Connect with us

Legalization

Gov. Cuomo Pushes for Legal Pot, Brooklyn DA Clears Hundreds of Weed Charges

New York is moving in the right direction when it comes to marijuana law reform.

A.J. Herrington

Published

on

Brooklyn District Attorney Plans to Erase Minor Marijuana Convictions
Shutterstock

As Gov. Andrew Cuomo is setting the legalization of recreational cannabis in New York as a goal for the first 100 days of his administration, Brooklyn District Attorney Eric Gonzalez is clearing hundreds of cannabis possession cases.

In Manhattan on Monday, Cuomo made the legalization of recreational marijuana for adults a priority for the first 100 days of his new term.
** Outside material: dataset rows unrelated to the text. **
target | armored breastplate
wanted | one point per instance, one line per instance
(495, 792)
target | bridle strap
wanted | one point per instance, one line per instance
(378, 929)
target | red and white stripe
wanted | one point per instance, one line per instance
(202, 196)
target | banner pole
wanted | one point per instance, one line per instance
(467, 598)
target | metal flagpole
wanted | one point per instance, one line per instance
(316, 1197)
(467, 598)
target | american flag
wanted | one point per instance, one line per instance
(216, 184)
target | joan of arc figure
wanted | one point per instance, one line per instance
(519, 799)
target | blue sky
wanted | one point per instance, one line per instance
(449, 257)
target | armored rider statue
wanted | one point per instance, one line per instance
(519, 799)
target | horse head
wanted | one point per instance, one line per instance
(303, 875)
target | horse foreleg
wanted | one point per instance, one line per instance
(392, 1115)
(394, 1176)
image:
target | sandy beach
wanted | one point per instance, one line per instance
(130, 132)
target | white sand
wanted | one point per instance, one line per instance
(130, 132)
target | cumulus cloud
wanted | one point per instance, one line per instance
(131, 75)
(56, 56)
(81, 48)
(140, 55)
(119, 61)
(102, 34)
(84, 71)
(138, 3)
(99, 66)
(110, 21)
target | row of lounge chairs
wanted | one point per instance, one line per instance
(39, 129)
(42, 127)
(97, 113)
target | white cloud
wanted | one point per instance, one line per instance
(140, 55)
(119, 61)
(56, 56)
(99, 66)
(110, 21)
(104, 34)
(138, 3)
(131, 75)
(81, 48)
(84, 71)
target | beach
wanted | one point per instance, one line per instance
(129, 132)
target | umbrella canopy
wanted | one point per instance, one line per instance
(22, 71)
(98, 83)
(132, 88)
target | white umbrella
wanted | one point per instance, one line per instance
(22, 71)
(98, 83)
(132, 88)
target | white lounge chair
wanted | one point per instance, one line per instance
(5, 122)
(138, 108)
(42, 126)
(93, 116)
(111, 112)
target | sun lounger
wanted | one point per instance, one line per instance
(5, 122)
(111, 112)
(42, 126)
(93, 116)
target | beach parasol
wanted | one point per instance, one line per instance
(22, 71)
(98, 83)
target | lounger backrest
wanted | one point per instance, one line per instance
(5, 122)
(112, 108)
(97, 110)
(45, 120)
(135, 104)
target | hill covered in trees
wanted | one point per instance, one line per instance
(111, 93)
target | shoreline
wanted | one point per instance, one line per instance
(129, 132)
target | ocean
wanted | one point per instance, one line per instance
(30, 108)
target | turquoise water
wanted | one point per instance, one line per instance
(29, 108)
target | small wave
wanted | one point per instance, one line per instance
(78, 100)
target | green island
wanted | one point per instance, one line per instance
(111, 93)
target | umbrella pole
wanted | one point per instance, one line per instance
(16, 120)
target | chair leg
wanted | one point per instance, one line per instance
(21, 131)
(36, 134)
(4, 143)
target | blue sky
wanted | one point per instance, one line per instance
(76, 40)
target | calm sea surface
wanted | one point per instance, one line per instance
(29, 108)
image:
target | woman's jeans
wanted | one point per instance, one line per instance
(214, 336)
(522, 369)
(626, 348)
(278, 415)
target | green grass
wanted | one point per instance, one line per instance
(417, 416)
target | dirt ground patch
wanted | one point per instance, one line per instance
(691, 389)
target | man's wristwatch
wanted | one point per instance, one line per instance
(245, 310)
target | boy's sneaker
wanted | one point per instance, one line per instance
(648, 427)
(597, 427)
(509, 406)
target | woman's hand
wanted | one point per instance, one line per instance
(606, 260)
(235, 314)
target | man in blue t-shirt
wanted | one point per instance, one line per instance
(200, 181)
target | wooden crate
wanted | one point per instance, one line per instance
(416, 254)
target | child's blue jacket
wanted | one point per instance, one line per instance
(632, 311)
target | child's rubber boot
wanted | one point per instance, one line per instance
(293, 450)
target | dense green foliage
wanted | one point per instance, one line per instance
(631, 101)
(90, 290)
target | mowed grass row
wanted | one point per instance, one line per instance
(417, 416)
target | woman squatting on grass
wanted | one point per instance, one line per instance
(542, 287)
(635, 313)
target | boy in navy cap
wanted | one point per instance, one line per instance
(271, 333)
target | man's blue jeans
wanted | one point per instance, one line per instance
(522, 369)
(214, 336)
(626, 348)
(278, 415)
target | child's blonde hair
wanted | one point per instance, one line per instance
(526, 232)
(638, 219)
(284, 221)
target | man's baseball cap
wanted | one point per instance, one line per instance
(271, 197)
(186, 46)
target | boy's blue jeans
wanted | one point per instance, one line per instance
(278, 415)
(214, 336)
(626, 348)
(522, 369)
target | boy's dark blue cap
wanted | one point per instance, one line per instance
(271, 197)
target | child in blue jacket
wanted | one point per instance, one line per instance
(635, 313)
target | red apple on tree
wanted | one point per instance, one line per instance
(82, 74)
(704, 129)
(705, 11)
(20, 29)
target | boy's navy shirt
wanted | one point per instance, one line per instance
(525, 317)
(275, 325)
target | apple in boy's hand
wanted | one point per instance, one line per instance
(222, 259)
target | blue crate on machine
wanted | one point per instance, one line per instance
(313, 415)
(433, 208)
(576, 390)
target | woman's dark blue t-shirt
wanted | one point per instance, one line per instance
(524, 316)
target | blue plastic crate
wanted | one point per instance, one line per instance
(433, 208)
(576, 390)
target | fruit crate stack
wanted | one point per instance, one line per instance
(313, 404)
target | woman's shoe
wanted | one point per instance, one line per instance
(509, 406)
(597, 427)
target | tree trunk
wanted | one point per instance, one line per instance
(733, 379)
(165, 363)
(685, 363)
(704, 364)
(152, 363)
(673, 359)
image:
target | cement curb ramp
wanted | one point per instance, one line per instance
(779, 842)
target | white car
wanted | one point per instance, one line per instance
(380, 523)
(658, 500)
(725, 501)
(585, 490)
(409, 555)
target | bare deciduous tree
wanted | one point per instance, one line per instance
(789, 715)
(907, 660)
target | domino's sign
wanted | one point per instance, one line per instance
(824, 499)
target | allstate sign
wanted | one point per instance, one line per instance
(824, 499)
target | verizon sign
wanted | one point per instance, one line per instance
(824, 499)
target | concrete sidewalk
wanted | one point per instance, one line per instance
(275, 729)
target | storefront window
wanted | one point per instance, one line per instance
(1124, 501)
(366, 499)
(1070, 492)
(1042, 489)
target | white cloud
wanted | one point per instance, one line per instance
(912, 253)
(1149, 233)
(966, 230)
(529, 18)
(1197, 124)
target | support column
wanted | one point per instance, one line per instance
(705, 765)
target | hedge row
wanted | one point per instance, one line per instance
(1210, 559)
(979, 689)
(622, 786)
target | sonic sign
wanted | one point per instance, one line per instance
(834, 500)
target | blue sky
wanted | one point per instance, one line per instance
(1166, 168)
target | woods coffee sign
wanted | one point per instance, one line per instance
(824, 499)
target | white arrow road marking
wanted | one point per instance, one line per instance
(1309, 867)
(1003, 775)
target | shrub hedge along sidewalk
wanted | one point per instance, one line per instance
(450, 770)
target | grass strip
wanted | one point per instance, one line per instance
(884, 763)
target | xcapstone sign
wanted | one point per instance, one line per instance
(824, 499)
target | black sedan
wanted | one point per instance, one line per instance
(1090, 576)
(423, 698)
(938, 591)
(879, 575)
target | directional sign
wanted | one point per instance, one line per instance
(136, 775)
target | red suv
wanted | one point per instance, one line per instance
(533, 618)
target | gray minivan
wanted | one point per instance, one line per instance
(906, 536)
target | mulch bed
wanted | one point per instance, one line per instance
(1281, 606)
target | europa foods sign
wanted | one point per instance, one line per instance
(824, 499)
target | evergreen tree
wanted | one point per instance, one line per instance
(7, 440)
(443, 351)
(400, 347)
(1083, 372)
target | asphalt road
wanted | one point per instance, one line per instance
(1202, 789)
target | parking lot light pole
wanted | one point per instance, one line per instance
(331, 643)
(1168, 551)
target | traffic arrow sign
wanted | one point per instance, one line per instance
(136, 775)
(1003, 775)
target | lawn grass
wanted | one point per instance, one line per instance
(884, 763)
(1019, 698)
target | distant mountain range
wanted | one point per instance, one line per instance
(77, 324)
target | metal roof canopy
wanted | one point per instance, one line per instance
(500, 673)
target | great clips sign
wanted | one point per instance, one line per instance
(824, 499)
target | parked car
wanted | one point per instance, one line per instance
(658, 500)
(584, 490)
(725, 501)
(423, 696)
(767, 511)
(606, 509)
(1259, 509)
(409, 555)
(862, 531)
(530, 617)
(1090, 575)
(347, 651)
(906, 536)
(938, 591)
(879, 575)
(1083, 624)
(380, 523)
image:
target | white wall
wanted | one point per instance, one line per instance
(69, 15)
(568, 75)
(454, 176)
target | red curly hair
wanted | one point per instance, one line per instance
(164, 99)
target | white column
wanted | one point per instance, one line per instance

Cuomo, who was reelected in November’s midterm elections, announced his administration’s top goals for 2019 in a speech to the New York City Bar Association.

“We must also end the needless and unjust criminal convictions, and the debilitating criminal stigma, and let’s legalize the adult use of recreational marijuana once and for all,” Cuomo said.

Cuomo told the meeting of attorneys that additional criminal justice reforms were also needed.

“We have had two criminal justice systems: one for the wealthy and well off, and one for everyone else,” Cuomo said. “And that’s going to end.”

Cuomo noted that injustice has “for too long targeted the African-American and minority communities” and also called for an end to the cash bail system during Monday’s speech.

The governor said during a radio interview last week that his priorities for the new term will have a notably progressive theme, which Cuomo characterized as in part a response to the policies of the Trump administration.

“This is a much different year given the assault of the federal government,” Cuomo said. “There’s no doubt that New York has to stand up for itself and we have to fight Washington and we have to protect ourselves and we need state laws that do that.”

Weed Charges Cleared by Brooklyn DA

In Brooklyn, District Attorney Gonzalez asked a judge on Wednesday to clear 28 past convictions for misdemeanor marijuana possession. The court also vacated open warrants for more than 1,400 individuals who had missed court appearances for marijuana possession charges.

“I do not believe these cases keep us safer. They cause a lot of distrust in our justice system,” Gonzalez said. “We all here know there is a tremendous racial disparity in respect to how these cases have been enforced in the past.”

The district attorney also noted that a majority of the defendants were blacks and Latinos who had been cited under controversial “stop and frisk” policies in New York City.

Gonzalez has ended prosecution of cases for possession of small amounts of marijuana in the borough. And in September, he launched a “Begin Again” program that will dismiss past cannabis possession convictions for most defendants who request that the charges be dropped. Requests from offenders with additional convictions for drug sales or some violent or sex crimes may not be approved, according to the district attorney’s office.

Gonzalez said that clearing past convictions is a matter of fairness.

“It’s a little unfair to say we’re no longer prosecuting these cases, but to have these folks carry these convictions for the rest of their lives,” Gonzalez said.